Question

I've always assumed that the output from diff (typically "unified", whether or not it's colorized) is universally understood among most if not all text-based language programmers. Whether it's used due to version control or just comparing two individual files, it seemed that it is rather prolific.

In a recent conversation with a project-partner (who is operating solely in TSQL), they complained that the unified-diff text I sent them in an email (containing literally two changed lines) was unusable/unrecognizable to them. I'm not upset that they aren't familiar with my standard: I'm honestly surprised that "they don't grok diff output".

Questions:

  1. They use Visual Studio and TFS. Some research suggests that TFS does support /format:unified, but I cannot determine if it is default. What is the default, and does TFS have some form of patch.exe to easily import a diff-like change?

  2. They've directed that I send every change as a whole file. Since we both make changes to the code, they then need to manually find my changes and merge them (or not). I understand that this pain is now theirs, but if they choose to not merge because they don't see a change, I am directly affected (and troubleshooting is difficult). Is there a better way I can send them changes so that they easily know where all changes exist yet have the convenience of getting the whole file?

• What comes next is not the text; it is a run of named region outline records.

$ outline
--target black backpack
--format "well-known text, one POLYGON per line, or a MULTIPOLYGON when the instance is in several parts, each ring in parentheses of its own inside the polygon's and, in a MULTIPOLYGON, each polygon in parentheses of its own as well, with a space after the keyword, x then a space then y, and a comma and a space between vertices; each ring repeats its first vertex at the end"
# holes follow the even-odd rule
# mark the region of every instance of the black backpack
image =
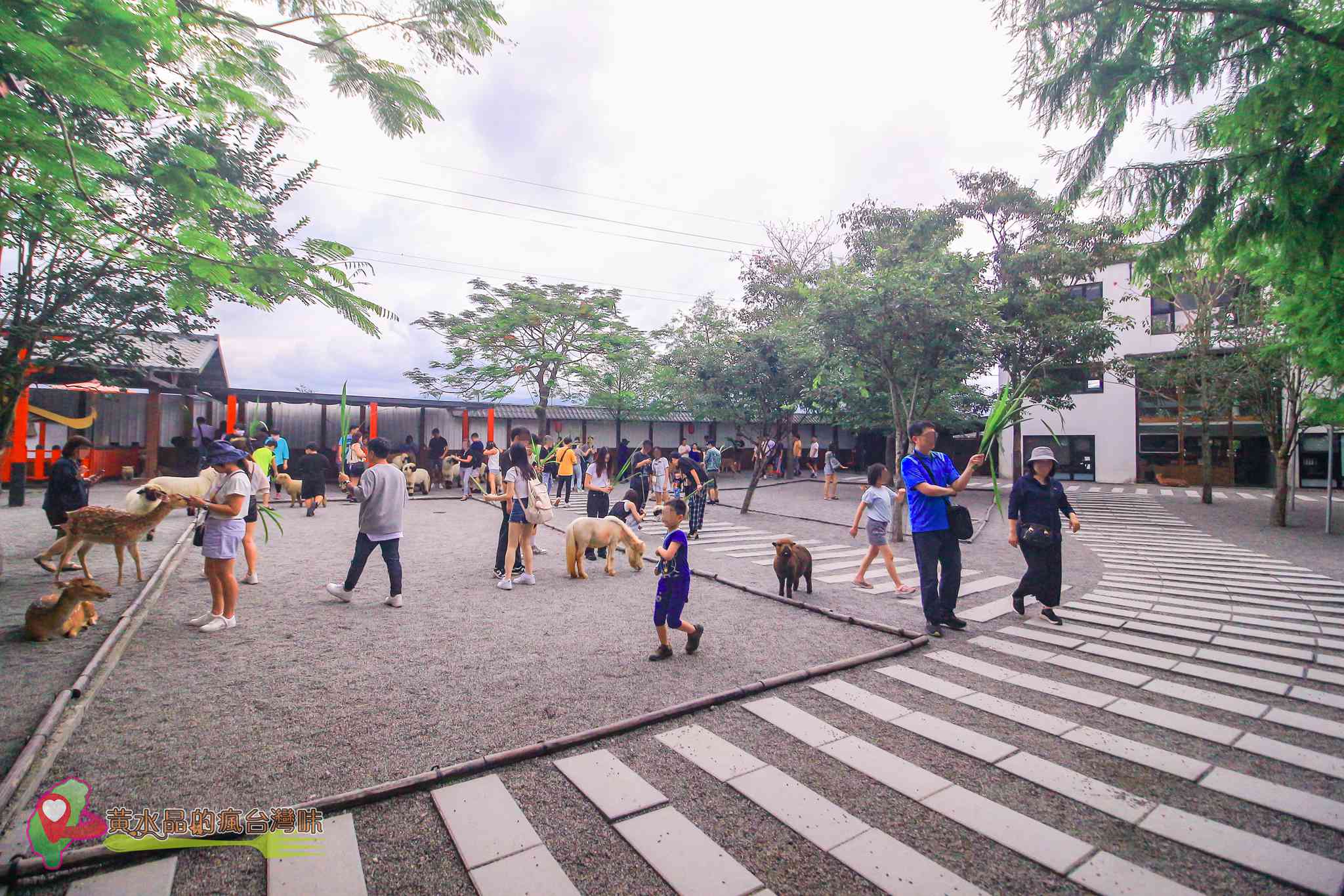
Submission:
MULTIPOLYGON (((910 457, 923 467, 925 476, 929 477, 930 482, 942 488, 950 488, 950 485, 933 478, 933 470, 929 469, 929 465, 918 454, 911 451, 910 457)), ((943 500, 948 502, 948 529, 957 536, 958 541, 968 541, 976 533, 976 527, 970 523, 970 510, 960 504, 953 504, 950 497, 945 496, 943 500)))

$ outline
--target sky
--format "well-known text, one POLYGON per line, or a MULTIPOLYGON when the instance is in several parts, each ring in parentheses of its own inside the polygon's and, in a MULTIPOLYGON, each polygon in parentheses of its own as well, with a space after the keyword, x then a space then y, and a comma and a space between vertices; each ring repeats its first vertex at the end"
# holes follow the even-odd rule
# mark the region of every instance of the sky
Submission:
POLYGON ((398 320, 375 339, 321 308, 220 308, 230 382, 411 396, 405 371, 445 356, 413 321, 464 310, 472 277, 618 285, 629 321, 653 329, 695 296, 731 301, 731 254, 761 244, 763 222, 868 196, 934 206, 954 172, 991 167, 1054 191, 992 9, 508 1, 505 42, 476 74, 418 73, 442 121, 405 140, 292 52, 306 105, 285 150, 321 167, 281 218, 374 261, 360 294, 398 320))

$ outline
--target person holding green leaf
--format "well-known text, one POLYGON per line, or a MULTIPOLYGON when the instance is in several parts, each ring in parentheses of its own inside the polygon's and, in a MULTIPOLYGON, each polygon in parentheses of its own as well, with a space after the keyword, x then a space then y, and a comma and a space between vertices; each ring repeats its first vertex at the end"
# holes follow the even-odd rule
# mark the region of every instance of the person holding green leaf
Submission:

  3. If not diff (or sdiff, vdiff, or diff3), what other "industry-standards" are there? (perhaps limited/focused on MS/TFS)

I'm fairly comfortable with git, GitHub, and GitLab, so my prejudice is recently git-centric, though I have history with RCS, CVS, and Subversion. While I do not assume that git and therefore diff is the end-all/be-all, my point here is not about opinions on VC systems. I'm trying to disspell my mis-assumptions and communicate better.

NB: I have no access to their TFS server, and they will not try to work with my GitLab.

Was it helpful?

Solution

There is no industry standard.

The diff-and-patch workflow originated in the mid-80s in the context of open-source Unix development. You could send diffs around via email and then apply that patch to your local code. This was influential in the development of version control systems like Git.

Other ecosystems have entirely different conventions. Also, other ecosystems tend to be less text- and command-line oriented than the Unix/Linux/Open-Source ecosystems. Therefore it is a red herring to try to find the command line switch that will make TFS accept your patch.

When working with other people, you will have to negotiate a common workflow. Sending whole files around is the lowest common denominator and isn't necessarily a bad idea – if everyone uses some version control system locally they can copy the file into their source tree and quickly see the changes. In Git you can start a branch off the last common state, apply their changes, and then merge them into your common state to prevent conflicting changes from being silently overwritten.

In such a workflow, the value of sending around patches instead of whole files is quite diminished: while patches let you see the changes at a glance and save you bandwidth and mailbox storage all of that isn't crucially important (as compared to, say, productively collaborating).

I still suggest that you explain every change so that the other party doesn't have to search themselves: a kind if natural-language diff or very detailed commit summary. E.g.: “in foo.sql, I changed the type of the product_category column from varchar to an enum because $requirements”.

OTHER TIPS

They've directed that I send every change as a whole file. Since we both make changes to the code, they then need to manually find my changes and merge them (or not). I understand that this pain is now theirs, but if they choose to not merge because they don't see a change, I am directly affected (and troubleshooting is difficult). Is there a better way I can send them changes so that they easily know where all changes exist yet have the convenience of getting the whole file?

You could send both old and new version of a file. Though, if you still doubt they can and want to correctly apply your change, you probably should make sure you are not going to be accountable if they do it wrongly. This probably will include negotiating the format of the changes being send and application procedure in more details.